Three additional articles that discuss the efficacy of China’s power projection will be included in the next issue of this journal in early 2021. In a historical reflection, Joseph Tse-Hei Lee and Romi Jain review the evolution of China’s geopolitical strategy from the Maoist era (1949–1976) to the present. It examines the Chinese strategic thinking in four spatial settings: Eurasia, maritime Southeast Asia, the Indian subcontinent, and the wider Indo-Pacific region. The Chinese strategic concerns are comparable across these regions, but the ability to pursue security interests is contingent on many circumstantial factors in a multipolar world. Focusing on the knowledge sphere, Romi Jain advances the geointellect model to capture the modalities of China’s growing influence in global higher education and research across an array of regions, rendering significant conclusions on both challenges to and next moves of the Chinese leadership.

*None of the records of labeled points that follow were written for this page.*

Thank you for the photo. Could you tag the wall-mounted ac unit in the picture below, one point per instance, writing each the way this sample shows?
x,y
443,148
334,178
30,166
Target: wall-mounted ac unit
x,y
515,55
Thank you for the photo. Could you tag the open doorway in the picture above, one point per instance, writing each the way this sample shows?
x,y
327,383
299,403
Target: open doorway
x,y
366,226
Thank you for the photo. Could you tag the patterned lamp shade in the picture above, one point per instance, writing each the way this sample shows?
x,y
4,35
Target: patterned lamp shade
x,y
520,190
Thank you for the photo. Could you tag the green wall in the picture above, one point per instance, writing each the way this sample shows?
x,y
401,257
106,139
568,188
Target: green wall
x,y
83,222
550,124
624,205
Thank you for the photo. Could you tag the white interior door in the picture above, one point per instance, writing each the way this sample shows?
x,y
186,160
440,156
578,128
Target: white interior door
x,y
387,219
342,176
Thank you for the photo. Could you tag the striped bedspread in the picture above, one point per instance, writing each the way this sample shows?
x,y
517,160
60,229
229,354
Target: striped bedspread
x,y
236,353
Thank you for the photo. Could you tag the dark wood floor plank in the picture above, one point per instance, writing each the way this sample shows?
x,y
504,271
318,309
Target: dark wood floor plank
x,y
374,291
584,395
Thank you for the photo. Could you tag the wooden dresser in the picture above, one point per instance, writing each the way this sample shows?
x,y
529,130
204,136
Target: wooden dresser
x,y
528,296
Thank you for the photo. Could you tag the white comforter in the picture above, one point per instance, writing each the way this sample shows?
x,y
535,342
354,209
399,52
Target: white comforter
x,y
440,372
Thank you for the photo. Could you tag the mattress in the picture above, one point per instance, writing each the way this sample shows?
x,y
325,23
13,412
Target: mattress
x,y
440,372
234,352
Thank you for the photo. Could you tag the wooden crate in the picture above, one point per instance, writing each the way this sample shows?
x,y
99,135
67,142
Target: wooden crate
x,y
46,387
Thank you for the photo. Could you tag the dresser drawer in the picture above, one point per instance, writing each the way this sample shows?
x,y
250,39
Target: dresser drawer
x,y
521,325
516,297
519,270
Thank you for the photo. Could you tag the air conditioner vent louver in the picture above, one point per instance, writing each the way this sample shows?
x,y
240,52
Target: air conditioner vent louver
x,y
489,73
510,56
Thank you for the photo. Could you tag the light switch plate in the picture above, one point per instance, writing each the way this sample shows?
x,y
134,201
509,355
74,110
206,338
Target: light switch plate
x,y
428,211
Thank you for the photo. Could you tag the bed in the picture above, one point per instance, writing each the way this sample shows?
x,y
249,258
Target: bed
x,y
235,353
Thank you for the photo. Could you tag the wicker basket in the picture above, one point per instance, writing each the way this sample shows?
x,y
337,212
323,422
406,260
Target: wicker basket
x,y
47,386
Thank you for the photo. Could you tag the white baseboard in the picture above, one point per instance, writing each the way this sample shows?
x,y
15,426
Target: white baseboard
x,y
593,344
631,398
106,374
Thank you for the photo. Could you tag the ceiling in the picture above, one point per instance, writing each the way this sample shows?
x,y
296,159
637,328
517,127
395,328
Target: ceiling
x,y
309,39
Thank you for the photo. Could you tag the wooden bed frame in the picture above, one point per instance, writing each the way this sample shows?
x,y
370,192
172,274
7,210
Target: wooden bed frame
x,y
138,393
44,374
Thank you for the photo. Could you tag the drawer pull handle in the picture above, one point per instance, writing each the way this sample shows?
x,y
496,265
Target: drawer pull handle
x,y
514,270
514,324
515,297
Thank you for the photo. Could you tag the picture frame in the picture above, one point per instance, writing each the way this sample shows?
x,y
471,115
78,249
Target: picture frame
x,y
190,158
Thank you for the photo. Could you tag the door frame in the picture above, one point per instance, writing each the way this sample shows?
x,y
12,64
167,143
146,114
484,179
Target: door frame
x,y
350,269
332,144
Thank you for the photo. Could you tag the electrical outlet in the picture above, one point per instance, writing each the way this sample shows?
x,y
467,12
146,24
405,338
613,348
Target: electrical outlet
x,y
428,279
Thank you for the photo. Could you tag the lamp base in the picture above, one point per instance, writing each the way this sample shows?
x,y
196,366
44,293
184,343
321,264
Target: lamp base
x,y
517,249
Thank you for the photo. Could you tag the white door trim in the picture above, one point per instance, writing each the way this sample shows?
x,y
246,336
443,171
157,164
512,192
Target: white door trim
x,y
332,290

Examples include shaping the architecture of educational governance, leading university alliances, strengthening discourse power, establishing research centres and university campuses overseas, and hosting foreign faculty, scholars, and students. China’s foreign policy, primarily the BRI, turns out to have a predominant role in pushing the agenda of intellectual dominance. Jain explains how the theoretical lens of geointellect, even though permeated by the meta-concept of soft power, is distinct, with mixed outcomes for China’s national power. Satish K. Kolluri and Joseph Tse-Hei Lee draw on the examples of Hong Kong’s years-long pro-democracy movement, Taiwan’s democratization, and India’s anti-China sentiments to discuss the growth of domestic and international discontents against China’s rise to ascension from an inter-Asian perspective. These hostilities suggest that an assertive China has trapped itself in a perpetual cycle of intensifying authoritarian rule at home and seeking expansionary outreach abroad. Such adventurism is bound to antagonize potential allies, jeopardizing the hope for inter-Asian solidarity and cooperation.